INTRODUCTION

I grew up loving the ocean. My family went to New York’s Rockaway Beach for many summers when I was a child and through my teenage years. I loved the beach, lying on the sand, baking in the sun (pre-cancer scares) with my friends, the smell of the tar in the parking lots—and of the ocean—and body surfing in the waves. I also went fishing with my dad (in lakes and ponds), and even went on a deep-sea fishing trip with a friend in my early twenties (we caught nothing).

But in 1975, something happened. I went to see Jaws. It scared me so badly that I had a difficult time going into the ocean after that. For a (very) brief time, I was even fearful of lakes and swimming pools. Then, in 1977, The Last Wave was released, about the end of the world heralded by a tsunami on a coast of Australia. Those two movies made me realize that the sea and the simple act of swimming in it could be frightening, even terrifying.

We, like all other forms of life, come from the sea, and yet we’re intimidated by it. Why? One reason could be that the seas are more vast on our planet than the land we live on, and 95 percent of the sea is still unexplored. It’s a natural human tendency to fear the unknown, and our relative ignorance about the sea fosters superstitions, myths, and legends about it and what might inhabit it (sirens, sea monsters, forms of organic life that we can’t even begin to comprehend because the conditions in which they flourish are inimical to human life). H. P. Lovecraft populated the spaces between universes with extra-dimensional monsters, but he also populated the sea with them in The Shadow Over Innsmouth, a story that serves as a touchstone for a lot of horror fiction written since. Lovecraft, like numerous other writers (William Hope Hodgson in particular), saw in the vastness and alienness of the sea the same potential for horror that has persuaded writers since the dawn of the tale of horror to infest the dark with monsters and boogeymen. The sea is a watery terra incognita, a huge blank canvas that invites writers to imagine horrors onto it.

But, come on. In reality it’s only water, so why should we fear large bodies of it? Well, those sharks, especially the Great White—a predator’s dream, a swimmer or surfer’s nightmare. Also, those mysteries in the deep blue sea—awful mysteries like eons-old fish that shouldn’t exist today but apparently do. Then there are fish like the dragonfish, with its big teeth and hideous face and the black seadevil, with sharp teeth, both found in the deeps of the Mariana Trench.
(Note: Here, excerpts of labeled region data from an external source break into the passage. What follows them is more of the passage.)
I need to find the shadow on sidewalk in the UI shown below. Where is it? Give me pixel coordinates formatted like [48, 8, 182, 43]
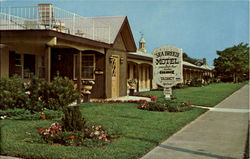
[159, 145, 236, 159]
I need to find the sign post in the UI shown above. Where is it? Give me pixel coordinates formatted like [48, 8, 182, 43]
[153, 46, 183, 100]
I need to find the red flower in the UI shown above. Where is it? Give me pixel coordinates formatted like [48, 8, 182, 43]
[41, 114, 45, 119]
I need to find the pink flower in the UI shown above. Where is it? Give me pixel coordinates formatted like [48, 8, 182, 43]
[94, 131, 100, 136]
[89, 132, 94, 137]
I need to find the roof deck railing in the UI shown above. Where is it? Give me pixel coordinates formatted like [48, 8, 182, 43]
[0, 4, 110, 43]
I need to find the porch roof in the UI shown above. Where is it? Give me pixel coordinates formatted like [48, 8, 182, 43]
[0, 30, 112, 50]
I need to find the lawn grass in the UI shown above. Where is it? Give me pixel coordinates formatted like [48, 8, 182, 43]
[0, 103, 204, 159]
[0, 83, 246, 159]
[140, 83, 246, 107]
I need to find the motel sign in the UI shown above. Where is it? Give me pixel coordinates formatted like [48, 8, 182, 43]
[153, 46, 183, 99]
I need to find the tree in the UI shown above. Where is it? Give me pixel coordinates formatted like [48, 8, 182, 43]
[182, 52, 199, 64]
[214, 43, 249, 83]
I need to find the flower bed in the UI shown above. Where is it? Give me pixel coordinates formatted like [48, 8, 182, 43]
[39, 122, 114, 147]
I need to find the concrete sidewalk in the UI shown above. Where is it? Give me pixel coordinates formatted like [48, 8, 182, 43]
[142, 85, 249, 159]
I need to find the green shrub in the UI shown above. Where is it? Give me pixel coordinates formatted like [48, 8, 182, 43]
[62, 106, 85, 131]
[0, 108, 63, 120]
[0, 108, 26, 117]
[41, 76, 79, 110]
[190, 77, 202, 87]
[0, 75, 28, 110]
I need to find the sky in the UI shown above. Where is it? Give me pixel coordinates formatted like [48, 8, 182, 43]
[0, 0, 249, 65]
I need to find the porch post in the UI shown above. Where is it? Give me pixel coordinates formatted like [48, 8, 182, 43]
[44, 46, 51, 82]
[136, 64, 140, 92]
[149, 66, 153, 90]
[77, 51, 82, 104]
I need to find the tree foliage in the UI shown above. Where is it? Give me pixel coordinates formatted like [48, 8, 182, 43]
[214, 43, 249, 83]
[182, 52, 199, 64]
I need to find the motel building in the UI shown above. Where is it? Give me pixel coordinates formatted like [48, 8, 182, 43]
[127, 37, 214, 89]
[0, 4, 136, 99]
[0, 4, 212, 99]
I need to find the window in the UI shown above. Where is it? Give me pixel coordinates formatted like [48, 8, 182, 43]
[23, 54, 36, 78]
[38, 56, 45, 78]
[128, 64, 130, 79]
[74, 54, 95, 80]
[15, 54, 23, 77]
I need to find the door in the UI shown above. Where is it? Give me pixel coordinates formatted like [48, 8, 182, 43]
[111, 56, 120, 98]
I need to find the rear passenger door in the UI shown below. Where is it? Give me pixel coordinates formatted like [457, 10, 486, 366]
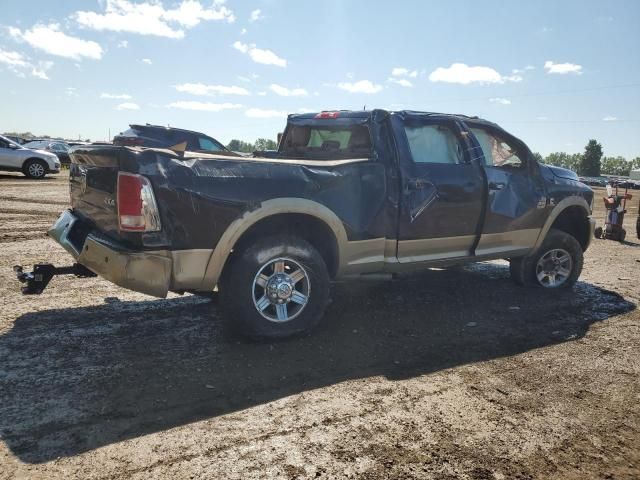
[470, 125, 546, 257]
[394, 115, 485, 263]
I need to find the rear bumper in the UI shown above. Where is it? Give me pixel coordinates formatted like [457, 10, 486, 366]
[48, 210, 212, 298]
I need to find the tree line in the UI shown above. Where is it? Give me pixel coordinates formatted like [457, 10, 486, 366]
[534, 140, 640, 177]
[227, 138, 278, 153]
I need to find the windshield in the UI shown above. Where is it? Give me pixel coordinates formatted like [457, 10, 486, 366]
[281, 125, 371, 159]
[0, 135, 23, 148]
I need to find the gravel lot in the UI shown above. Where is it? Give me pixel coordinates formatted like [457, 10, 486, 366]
[0, 174, 640, 479]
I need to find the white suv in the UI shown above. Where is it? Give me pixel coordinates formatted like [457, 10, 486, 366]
[0, 135, 60, 178]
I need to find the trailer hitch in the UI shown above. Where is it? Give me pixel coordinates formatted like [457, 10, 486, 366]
[13, 263, 96, 295]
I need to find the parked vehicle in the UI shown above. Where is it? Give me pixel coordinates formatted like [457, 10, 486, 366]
[0, 135, 60, 178]
[23, 140, 71, 165]
[3, 135, 29, 145]
[113, 123, 237, 156]
[15, 110, 595, 337]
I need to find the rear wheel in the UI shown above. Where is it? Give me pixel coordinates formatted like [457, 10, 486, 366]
[510, 229, 583, 289]
[220, 235, 329, 338]
[22, 158, 49, 179]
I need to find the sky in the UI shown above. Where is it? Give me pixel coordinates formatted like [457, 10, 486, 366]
[0, 0, 640, 159]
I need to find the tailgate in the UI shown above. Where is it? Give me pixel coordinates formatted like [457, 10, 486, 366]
[69, 145, 122, 238]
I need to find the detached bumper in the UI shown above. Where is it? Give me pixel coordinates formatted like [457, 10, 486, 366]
[48, 210, 180, 298]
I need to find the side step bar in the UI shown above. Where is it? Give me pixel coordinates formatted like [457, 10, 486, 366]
[13, 263, 96, 295]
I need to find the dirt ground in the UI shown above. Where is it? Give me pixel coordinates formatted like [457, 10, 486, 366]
[0, 174, 640, 480]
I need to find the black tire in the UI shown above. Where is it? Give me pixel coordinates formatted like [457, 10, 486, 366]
[593, 227, 602, 238]
[22, 158, 49, 180]
[510, 228, 583, 289]
[220, 235, 329, 339]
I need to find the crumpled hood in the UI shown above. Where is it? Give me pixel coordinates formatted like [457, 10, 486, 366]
[544, 165, 578, 182]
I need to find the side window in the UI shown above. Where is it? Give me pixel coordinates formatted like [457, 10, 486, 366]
[51, 143, 67, 153]
[471, 128, 524, 168]
[198, 137, 220, 152]
[404, 125, 462, 164]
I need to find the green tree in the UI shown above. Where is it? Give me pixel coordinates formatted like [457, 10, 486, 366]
[227, 138, 253, 153]
[578, 139, 602, 177]
[601, 157, 632, 177]
[253, 138, 278, 151]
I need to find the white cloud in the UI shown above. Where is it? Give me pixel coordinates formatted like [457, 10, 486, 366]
[249, 8, 264, 23]
[9, 23, 102, 60]
[0, 48, 53, 80]
[100, 93, 131, 100]
[269, 83, 309, 97]
[73, 0, 235, 38]
[429, 63, 522, 85]
[173, 83, 250, 95]
[387, 77, 413, 88]
[544, 60, 582, 75]
[232, 41, 287, 67]
[167, 101, 242, 112]
[0, 48, 29, 67]
[391, 67, 418, 78]
[116, 102, 140, 110]
[489, 97, 511, 105]
[338, 80, 383, 93]
[244, 108, 287, 118]
[31, 61, 53, 80]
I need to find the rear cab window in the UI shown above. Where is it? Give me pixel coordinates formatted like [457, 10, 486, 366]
[280, 124, 372, 160]
[404, 124, 463, 164]
[470, 127, 524, 168]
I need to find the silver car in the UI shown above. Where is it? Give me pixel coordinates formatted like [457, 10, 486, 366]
[0, 135, 60, 178]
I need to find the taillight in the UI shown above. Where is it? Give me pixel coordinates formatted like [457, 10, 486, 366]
[118, 172, 161, 232]
[315, 112, 340, 118]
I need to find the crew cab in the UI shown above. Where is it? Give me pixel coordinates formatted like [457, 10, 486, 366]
[16, 110, 595, 337]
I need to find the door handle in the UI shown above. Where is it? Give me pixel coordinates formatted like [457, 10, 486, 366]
[407, 178, 430, 191]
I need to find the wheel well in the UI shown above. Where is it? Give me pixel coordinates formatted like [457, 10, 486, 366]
[223, 213, 339, 278]
[551, 205, 590, 250]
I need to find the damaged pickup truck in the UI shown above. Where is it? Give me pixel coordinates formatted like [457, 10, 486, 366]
[18, 110, 594, 337]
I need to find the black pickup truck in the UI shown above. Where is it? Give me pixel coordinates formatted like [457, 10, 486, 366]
[19, 110, 594, 337]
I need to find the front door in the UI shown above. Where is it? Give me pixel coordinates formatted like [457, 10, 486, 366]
[469, 125, 546, 258]
[393, 113, 485, 263]
[0, 138, 22, 168]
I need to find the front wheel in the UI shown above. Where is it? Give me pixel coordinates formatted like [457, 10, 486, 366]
[220, 235, 329, 338]
[510, 229, 583, 289]
[22, 158, 49, 180]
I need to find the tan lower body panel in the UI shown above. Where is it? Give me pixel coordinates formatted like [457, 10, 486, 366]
[398, 235, 476, 263]
[476, 228, 540, 256]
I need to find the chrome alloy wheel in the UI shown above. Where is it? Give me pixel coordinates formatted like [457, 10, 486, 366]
[536, 248, 573, 288]
[251, 258, 311, 323]
[29, 162, 44, 178]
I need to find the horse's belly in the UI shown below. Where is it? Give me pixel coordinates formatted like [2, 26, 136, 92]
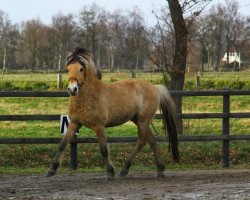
[105, 111, 134, 127]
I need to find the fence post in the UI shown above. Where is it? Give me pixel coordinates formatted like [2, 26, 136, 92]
[222, 90, 230, 167]
[57, 73, 63, 90]
[70, 135, 77, 170]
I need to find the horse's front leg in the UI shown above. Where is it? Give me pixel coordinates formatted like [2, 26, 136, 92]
[93, 126, 115, 180]
[46, 121, 79, 177]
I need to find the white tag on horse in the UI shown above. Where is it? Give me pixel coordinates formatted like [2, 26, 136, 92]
[60, 115, 80, 135]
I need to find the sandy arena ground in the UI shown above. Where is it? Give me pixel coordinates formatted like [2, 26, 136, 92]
[0, 169, 250, 200]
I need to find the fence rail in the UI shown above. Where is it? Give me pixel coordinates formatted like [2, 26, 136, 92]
[0, 90, 250, 169]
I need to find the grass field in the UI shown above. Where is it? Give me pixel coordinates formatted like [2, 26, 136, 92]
[0, 71, 250, 173]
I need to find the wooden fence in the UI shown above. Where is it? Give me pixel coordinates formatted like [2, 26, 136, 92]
[0, 90, 250, 169]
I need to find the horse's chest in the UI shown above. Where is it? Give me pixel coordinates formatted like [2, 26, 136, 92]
[69, 105, 92, 127]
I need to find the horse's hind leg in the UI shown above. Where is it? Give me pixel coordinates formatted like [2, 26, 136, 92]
[93, 126, 115, 180]
[120, 123, 147, 177]
[147, 127, 166, 178]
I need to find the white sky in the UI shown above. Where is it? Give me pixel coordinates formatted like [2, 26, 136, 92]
[0, 0, 250, 25]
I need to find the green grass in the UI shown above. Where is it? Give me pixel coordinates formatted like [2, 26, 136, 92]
[0, 71, 250, 174]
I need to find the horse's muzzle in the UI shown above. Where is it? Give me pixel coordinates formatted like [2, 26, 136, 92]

Another aspect of what makes the sea so horrifying: it seems hostile to us (although, really, it’s as indifferent to human existence as Lovecraft’s monsters are). We’re of it, but we can’t live in it. One can drown in a minimal amount of water, but it’s more likely that a riptide will drag unwary swimmers out to sea, or you might just develop a cramp, preventing you from getting back to shore with no lifeguard to save you.

We build ships to sail upon the ocean, deluding ourselves that we can master it, but shipwrecks prove that some of our sturdiest inventions are at the mercy of the sea. People (and sometimes vessels) lost at sea are often never found: the sea is like a vast ravening maw that can swallow us in one bite.

Remaining on shore is no guarantee of safety, either. If we stray too near the sea, it can pull us from our safe haven on land (sort of like the monster under the bed reaching up to grab us). And we’ve all witnessed the damage tsunamis can wreak on shorelines around the world, killing thousands. There’s a lot of talk about global warming these days, and the consequence: rising sea levels. As the sea encroaches on the world that we’ve built for ourselves, it has the potential to sweep away everything that human progress and civilization have created—everything that our species stands for. The sea coughed us up, but some day it’s going to reclaim us, and there’s precious little that we can do about it. We are puny. It is monstrously vast and overwhelming. It makes us realize that, on our planet, we are only temporary, while the sea is permanent.

The stories in The Devil and the Deep cover a range of aspects of the sea and the shores around it, from obvious monsters to the mysterious; there are tales of shipwrecks, haunts, monsters—human and inhuman—one story even taking place on what was once an inland sea, long gone. All these tales have been conjured up from the imaginations of the fifteen contributors. Each is basically about people, and how they deal with the mysterious entity surrounding us.